Volver a Madrid
Reviví cuánto me habría gustado volver a Madrid leyendo la cobertura que los medios oficiales hicieron del paso por España de Mauricio Macri, el exterminador de pobres
España nunca fue territorio explorable para estas columnas. Tal vez sea un país que conozco poco y que transité hace mucho tiempo, de mochilero, sin mirada de cronista. Me habría gustado volver a Madrid, pero el destino me arrojó a Barcelona en un par de ocasiones. Pese a opiniones de calificados viajeros, nunca logré sentirme a gusto en la capital de Cataluña. Hay ciudades que inmediatamente disparan la curiosidad y otras que sumen al visitante en el tedio de la rutina o en el desconcierto. Esto último me sucedió en Barcelona, recorriendo las mismas calles y las mismas librerías, tratando de definir el espíritu de una ciudad que se desvanecía o se volvía más inaprehensible a medida que le buscaba sentido a su distinción melancólica.
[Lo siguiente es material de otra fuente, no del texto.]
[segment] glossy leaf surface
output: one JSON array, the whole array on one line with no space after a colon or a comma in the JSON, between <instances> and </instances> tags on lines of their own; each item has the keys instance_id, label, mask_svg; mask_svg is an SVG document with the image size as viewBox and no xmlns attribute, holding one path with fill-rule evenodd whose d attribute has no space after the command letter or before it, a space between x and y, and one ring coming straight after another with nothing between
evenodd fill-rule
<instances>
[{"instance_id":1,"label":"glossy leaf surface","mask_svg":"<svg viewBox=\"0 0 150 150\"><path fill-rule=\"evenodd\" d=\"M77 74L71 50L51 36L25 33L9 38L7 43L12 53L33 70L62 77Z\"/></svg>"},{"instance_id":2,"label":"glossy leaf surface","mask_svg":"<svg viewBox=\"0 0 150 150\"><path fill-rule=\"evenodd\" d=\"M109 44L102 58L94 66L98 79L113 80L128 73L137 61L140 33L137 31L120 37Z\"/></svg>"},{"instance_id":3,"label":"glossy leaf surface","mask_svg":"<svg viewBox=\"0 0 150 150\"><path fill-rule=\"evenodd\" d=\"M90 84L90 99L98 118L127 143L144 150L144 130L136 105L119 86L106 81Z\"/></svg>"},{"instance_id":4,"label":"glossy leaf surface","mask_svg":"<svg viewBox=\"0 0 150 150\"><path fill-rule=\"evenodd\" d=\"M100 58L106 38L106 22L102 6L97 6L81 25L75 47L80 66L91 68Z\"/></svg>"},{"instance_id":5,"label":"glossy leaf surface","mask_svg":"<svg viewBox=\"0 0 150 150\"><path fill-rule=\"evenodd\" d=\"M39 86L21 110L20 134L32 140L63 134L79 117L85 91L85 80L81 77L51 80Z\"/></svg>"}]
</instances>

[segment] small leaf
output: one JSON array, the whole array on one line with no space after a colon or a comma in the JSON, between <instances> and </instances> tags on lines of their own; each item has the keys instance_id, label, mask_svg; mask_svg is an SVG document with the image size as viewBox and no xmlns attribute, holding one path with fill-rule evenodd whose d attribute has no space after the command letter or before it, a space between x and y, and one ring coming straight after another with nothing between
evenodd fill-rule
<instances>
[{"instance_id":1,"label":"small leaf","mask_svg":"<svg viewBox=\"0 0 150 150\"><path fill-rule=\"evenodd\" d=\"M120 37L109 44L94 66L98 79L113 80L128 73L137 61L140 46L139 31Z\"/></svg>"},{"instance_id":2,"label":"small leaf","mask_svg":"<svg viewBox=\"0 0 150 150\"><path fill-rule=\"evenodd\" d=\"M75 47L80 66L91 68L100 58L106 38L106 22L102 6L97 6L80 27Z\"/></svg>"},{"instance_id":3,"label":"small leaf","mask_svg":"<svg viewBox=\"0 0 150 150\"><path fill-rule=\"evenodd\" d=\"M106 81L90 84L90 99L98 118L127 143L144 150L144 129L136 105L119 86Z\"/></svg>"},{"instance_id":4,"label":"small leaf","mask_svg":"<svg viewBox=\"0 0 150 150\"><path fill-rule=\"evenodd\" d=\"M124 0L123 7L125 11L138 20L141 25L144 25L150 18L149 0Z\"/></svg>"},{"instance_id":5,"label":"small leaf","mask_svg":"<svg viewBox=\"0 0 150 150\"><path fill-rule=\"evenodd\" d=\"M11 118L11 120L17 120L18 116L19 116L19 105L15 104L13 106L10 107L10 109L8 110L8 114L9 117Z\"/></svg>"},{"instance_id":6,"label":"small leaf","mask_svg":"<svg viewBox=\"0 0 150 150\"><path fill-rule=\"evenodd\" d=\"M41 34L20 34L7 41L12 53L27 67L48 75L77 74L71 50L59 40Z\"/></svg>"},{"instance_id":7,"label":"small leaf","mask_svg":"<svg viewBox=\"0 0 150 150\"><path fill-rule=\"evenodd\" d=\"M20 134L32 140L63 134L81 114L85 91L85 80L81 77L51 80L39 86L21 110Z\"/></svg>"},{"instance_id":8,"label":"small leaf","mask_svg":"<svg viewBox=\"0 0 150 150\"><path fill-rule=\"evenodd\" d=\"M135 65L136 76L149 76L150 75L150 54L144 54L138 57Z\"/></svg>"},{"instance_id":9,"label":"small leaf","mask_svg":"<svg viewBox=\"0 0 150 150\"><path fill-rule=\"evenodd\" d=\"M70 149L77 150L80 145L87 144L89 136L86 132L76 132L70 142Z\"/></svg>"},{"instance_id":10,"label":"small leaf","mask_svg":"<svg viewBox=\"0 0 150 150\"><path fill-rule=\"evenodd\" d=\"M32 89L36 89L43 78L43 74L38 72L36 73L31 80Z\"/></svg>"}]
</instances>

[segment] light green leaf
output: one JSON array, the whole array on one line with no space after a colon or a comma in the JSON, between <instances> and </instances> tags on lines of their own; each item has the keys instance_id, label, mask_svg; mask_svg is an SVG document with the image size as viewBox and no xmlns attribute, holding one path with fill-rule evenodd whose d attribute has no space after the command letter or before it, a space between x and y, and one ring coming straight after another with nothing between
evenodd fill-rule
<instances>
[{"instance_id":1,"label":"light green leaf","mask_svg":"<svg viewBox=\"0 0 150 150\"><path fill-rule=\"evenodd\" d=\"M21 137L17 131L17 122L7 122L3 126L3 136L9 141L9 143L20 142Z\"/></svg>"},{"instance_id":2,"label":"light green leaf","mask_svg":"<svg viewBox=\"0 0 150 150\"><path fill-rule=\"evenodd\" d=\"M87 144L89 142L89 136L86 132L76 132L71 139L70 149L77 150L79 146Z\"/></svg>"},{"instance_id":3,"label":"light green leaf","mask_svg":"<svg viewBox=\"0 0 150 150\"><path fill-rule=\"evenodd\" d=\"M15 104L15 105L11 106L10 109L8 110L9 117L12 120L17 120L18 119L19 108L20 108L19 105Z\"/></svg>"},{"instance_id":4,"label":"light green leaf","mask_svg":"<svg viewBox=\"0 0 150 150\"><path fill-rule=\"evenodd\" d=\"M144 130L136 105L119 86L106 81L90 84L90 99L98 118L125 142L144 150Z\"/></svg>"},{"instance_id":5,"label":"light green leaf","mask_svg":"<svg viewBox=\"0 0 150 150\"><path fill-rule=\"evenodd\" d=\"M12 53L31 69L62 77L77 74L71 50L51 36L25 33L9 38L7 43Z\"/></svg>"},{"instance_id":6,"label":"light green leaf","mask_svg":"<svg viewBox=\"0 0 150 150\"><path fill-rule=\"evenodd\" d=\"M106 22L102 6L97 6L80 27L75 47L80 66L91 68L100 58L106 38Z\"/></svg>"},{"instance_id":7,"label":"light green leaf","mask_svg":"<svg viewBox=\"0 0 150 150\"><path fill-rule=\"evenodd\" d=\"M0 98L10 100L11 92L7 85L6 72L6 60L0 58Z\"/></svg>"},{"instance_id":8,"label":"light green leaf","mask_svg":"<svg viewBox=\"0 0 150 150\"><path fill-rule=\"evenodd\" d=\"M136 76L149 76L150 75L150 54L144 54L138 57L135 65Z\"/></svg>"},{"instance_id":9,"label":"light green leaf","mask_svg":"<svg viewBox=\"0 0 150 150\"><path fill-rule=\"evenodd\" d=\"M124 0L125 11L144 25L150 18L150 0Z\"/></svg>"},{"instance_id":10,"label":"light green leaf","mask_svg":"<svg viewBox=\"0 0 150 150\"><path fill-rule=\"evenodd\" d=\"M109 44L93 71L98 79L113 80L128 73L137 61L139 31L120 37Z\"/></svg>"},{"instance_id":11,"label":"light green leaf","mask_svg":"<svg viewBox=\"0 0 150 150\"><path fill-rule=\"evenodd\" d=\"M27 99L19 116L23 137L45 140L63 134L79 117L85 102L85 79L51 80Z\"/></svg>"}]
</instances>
Puede sonar extraño, pero reviví cuánto me habría gustado volver a Madrid leyendo la cobertura sensacionalista que los medios oficiales hicieron del paso por España de Mauricio Macri, el exterminador de pobres. Imaginar el viaje de otro, descripto zalameramente por medios que hacen hincapié en el duelo de estilos entre la reina consorte Leticia y Juliana Awada, podría resultar un experimento innecesario para esta columna. El viaje fue cubierto con bombos y platillos como el encuentro ansiado entre dos monarquías: una corrupta y envilecida por la historia y el franquismo; otra apócrifa, venal e iletrada. Distintos periodistas celebraron que dos cortes –empresariales– se encontraran y que la reunión no tuviera ningún tipo de contenido político: sólo contrabando económico y diplomacia, casi como en los tiempos de la colonia.
Un cortesano intelectual vitalicio, el nobel escritor y frustrado presidente de Perú Mario Vargas Llosa, no perdió oportunidad de ensayar su papel de bienhechor de la democracia y embajador cultural del liberalismo, probando en Macri el disfraz entallado de nuevo líder latinoamericano o, a secas, virrey. Cumplió un rol protocolar y contradictorio al entrevistar a un virrey incapaz de articular palabra alguna por fuera de un guión. No hizo falta escuchar las respuestas a las preguntas apuntadas de Don Mario –guionar para que el virrey no balbucee o saque a relucir su gramática tolola–, para entender que en la ontología de las corporaciones empresariales y de sus dos ventrílocuos comisionados ese día, no existe el pueblo, mucho menos el trabajador, los derechos humanos o la salud pública. En sus spots o ruedas de prensa, Macri elige dirigirse a cada persona –de la suma de las cuales resulta “la gente”–, porque la categoría de pueblo implicaría otro Estado: un Estado no empresarial y no feudal.
La psicosis colectiva que produce en “la gente” el perverso método de ensayo y error de Macri es la misma que las corporaciones, pidiendo siempre más, generan en las clases dirigentes que gobiernan –en este punto, el grado de obsecuencia de los gobernantes neoliberales en el primer y tercer mundo es parejo–. Sólo que el pueblo, pasada esa instancia de desmembramiento y anulación de la conciencia, descubre su condición de súbdito sacrificado y estalla, como en 2001. Las clases políticas, en cambio, nunca se reconocen como lacayos, ni siquiera como pequeños mortales que tuvieron su título de gobernantes pero que en el capitalismo global rotan, como los cultivos, y terminan más disecados que la categoría de pueblo que se ocuparon de atomizar en un efímero mandato.